Das Ruhrdeutsche


Hausarbeit (Hauptseminar), 2000

24 Seiten, Note: gut


Leseprobe


Inhaltsverzeichnis

1. Einführung

2. Einleitung in die Thematik

3. Ist das Ruhrdeutsche ein Dialekt?

4. Die Sprachmerkmale des Ruhrdeutschen

5. Die Entstehungsgeschichte des Ruhrdeutschen

6. Die Grunddialekte der Region – Das Westniederdeutsche und das Niederfränkische.

7. Soziale Aspekte des Ruhrdeutschen – Soziale Schichtzugehörigkeit und Gesprächssituation

8. Exkurs: Die Entwicklung des Bergbaus im Ruhrgebiet.

9. Das Ruhrdeutsche als Soziolekt der Industriearbeiter in Bergbau und Stahlerzeugung?

10. Die kommunikative Funktion.

11. Polnische Einflüsse im Ruhrdeutschen?

12. Zusammenfassung

13. Literaturverzeichnis

Das Ruhrdeutsche

1. Einführung

Das Ruhrdeutsche wird in der folgenden Arbeit in Anlehnung an die Arbeiten von Herrn Prof. Mihm (Vgl. Mihm 1981) entweder als Substandard oder als Sprachvarietät bezeichnet. Die Bezeichnung „Dialekt“ wird - abgesehen von einem Kapitel, das sich dieser Frage speziell widmet – von mir nicht verwendet.

Die vorliegende Arbeit soll sowohl einen Überblick bieten über die Entstehungsgeschichte und die historische Entwicklung der Sprachvarietät Ruhrdeutsch, als auch über die sozialen Aspekte und die kommunikative Funktion dieses Substandards. Es wird – neben der Darstellung der sprachlichen Gesetzmäßigkeiten und der Entstehung des Ruhrdeutschen - letztlich auch der Versuch unternommen, die Frage nach der korrekten sprachlichen Einordnung des Ruhrdeutschen zu beantworten.

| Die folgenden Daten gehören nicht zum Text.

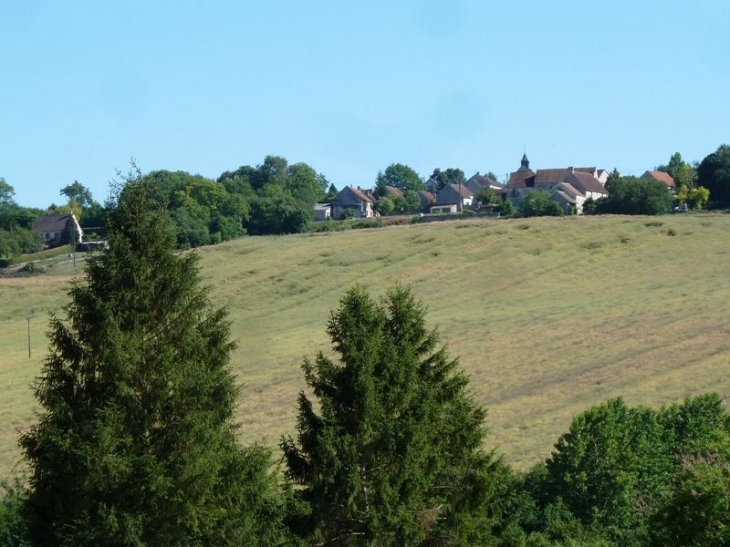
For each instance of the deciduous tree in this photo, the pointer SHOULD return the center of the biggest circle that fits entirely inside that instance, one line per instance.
(401, 176)
(714, 174)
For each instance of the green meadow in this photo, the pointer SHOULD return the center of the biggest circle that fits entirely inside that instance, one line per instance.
(548, 316)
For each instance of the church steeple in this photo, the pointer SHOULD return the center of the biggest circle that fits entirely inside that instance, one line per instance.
(525, 162)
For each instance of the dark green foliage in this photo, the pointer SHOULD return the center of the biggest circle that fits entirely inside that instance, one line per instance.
(697, 511)
(202, 211)
(447, 177)
(714, 174)
(634, 196)
(281, 196)
(79, 193)
(617, 469)
(505, 207)
(391, 453)
(13, 525)
(16, 225)
(604, 469)
(537, 203)
(135, 441)
(400, 176)
(331, 192)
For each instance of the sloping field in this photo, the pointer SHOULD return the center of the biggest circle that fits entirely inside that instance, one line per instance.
(549, 316)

Ein Exkurs beschäftigt sich – in bezug auf die Dissertation Kerstin Salewskis – mit der Entstehungsgeschichte des Bergbaus im Ruhrgebiet, da in meinen Augen der Bergbau in einer Arbeit über die Ruhrgebietsregion und ihre Sprache nicht außer Acht gelassen werden kann.

2. Einleitung in die Thematik

Das Ruhrgebiet besitzt keine einheitliche räumliche Abgrenzung. Auch eine einheitliche Bezeichnung existiert nicht. Man bezeichnet diesen bedeutenden europäischen Wirtschaftsraum neben Ruhrgebiet als „Ruhrkohlenbezirk“, „Revier“, „Ruhrpott“, „Kohlenpott“ und „Ruhrkohlenrevier“. Die räumliche Ausdehnung des Ruhrgebiet veränderte sich fortlaufend parallel zum Kohlenabbaugebiet und den damit in Zusammenhang stehenden Industriezweigen. Während es sich im 18.Jahrhundert beim Ruhrgebiet ausschließlich um eine Region handelte, die entlang der Ruhr lag, so befinden sich seine Grenzen heute im Norden an einem Gebiet entlang der Lippe, im Süden etwa bei Wuppertal, im Westen und Osten ungefähr bei Moers und Unna bzw. Hamm.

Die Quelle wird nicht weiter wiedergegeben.